La question des charges de fonctionnement
Sur 100 € de rentrées, l’IDEL perçoit in fine 53,53 €. La différence en termes de rémunération finale dépend des dépenses. Ce qui veut dire qu’en optimisant celles-ci vous pouvez améliorer votre revenu net.
Certaines dépenses sont incompressibles, comme les cotisations sociales (sécurité sociale et Carpimko). Elles sont proportionnelles à votre chiffre d’affaires donc ce n’est pas là où vous pouvez réduire vos frais. En revanche, vous pouvez rechercher des améliorations sur plusieurs points.
D’abord sur les déplacements : comme pour les actes, la bonne gestion du planning doit vous permettre de réduire ceux-ci et d’éviter un maximum d’aller-retours non essentiels. Vous gagnerez en consommation de carburant. Pensez aussi à ne rater aucune révision de votre véhicule. Une voiture bien réglée consomme juste ce qu’il faut. Pour ceux qui pratiquent en zone périurbaine, il peut être intéressant de passer à l’hybride. Pour les petits trajets, vous pourrez rouler à l’électricité, bien moins onéreuse que l’essence voire même que le diesel.
Sont aussi à envisager toutes les attitudes anti-gaspi notamment sur les fournitures aussi bien de matériel médical que de matériel de bureau.
Est à suivre également la réflexion du gouvernement sur une offre de location de véhicules électriques spécifiquement conçue pour les professions qui utilisent beaucoup leur voiture.

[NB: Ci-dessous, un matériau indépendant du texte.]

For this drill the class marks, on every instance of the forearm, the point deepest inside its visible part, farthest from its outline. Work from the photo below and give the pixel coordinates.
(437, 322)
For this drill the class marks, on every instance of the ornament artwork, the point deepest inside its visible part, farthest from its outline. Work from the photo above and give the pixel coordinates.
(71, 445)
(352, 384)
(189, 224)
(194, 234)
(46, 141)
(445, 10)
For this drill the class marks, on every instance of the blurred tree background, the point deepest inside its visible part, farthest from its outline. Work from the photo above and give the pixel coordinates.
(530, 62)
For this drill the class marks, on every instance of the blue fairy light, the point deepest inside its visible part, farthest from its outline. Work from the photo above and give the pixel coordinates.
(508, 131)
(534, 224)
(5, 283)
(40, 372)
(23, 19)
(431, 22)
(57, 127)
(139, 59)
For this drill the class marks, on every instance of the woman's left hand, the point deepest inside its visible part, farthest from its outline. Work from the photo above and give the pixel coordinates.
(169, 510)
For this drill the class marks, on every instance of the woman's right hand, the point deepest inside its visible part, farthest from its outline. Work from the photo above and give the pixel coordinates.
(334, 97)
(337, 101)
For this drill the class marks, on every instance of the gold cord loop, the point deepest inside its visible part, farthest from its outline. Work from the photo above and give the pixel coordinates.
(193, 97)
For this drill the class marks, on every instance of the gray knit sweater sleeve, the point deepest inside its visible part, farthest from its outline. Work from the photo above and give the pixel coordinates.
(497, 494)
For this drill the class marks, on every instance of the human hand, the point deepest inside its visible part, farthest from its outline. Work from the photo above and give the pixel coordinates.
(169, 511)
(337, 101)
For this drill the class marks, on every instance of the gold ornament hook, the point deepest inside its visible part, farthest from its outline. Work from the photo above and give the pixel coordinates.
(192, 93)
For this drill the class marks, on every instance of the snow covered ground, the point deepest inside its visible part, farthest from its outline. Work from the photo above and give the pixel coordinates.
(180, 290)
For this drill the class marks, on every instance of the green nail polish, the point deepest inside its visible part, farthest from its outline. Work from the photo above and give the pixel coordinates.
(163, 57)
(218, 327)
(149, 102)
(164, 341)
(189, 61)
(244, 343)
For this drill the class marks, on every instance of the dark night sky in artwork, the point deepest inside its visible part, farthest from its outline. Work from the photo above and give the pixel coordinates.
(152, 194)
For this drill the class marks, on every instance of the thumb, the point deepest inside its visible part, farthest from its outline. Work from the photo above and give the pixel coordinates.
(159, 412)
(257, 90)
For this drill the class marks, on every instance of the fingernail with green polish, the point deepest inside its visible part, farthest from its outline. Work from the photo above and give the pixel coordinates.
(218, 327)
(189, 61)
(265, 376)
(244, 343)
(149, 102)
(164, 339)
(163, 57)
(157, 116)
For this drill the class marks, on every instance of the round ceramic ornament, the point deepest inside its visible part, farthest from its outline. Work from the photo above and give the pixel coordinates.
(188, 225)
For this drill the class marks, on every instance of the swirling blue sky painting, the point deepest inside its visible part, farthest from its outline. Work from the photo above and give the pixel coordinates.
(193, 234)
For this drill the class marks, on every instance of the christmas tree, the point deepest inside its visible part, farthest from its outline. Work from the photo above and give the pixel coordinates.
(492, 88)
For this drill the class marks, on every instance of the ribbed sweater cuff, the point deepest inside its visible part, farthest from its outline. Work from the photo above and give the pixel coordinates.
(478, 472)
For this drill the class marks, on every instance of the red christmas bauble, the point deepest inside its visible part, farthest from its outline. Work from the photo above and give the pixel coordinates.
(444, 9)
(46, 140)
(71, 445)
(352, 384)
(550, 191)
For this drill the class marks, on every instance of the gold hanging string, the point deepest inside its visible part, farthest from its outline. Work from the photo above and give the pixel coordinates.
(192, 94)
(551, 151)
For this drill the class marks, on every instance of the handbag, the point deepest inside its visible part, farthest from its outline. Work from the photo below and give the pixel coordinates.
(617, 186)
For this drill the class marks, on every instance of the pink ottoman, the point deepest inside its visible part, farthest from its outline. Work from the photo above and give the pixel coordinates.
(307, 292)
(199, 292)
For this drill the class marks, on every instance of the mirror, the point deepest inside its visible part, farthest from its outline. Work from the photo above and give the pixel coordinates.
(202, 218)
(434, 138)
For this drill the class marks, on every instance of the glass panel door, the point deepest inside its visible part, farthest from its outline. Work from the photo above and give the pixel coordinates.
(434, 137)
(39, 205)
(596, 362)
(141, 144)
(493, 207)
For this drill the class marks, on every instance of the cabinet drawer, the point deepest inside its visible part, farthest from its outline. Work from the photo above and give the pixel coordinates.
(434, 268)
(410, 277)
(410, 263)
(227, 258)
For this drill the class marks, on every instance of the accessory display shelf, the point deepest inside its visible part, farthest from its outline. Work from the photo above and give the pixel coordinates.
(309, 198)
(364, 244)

La pratique de groupe : une solution souvent payante
Avec le véhicule, le loyer du cabinet est un des plus gros postes de frais et d’après les chiffres déjà cités, il a augmenté de plus de 5% entre 2022 et 2023. Dans les zones urbaines denses et même, désormais, dans les zones péri-urbaines, le prix du m2 disponible est à la hausse. Pour un seul IDEL, la charge est ainsi importante.
C’est pourquoi, il peut être intéressant de rejoindre un cabinet de groupe. Et il n’est pas forcément nécessaire de partager la patientèle pour cela. En revanche, vous pourrez diminuer les frais de location, d’électricité, etc.
Une autre possibilité est de rejoindre une maison de santé pluriprofessionnelle. Toutefois selon la taille et l’organisation de celle-ci, les frais peuvent rester relativement élevés : une étude précise s’impose.
En vérifiant ces différents points, vous pouvez optimiser au maximum vos rémunérations sans pour autant surcharger vos journées.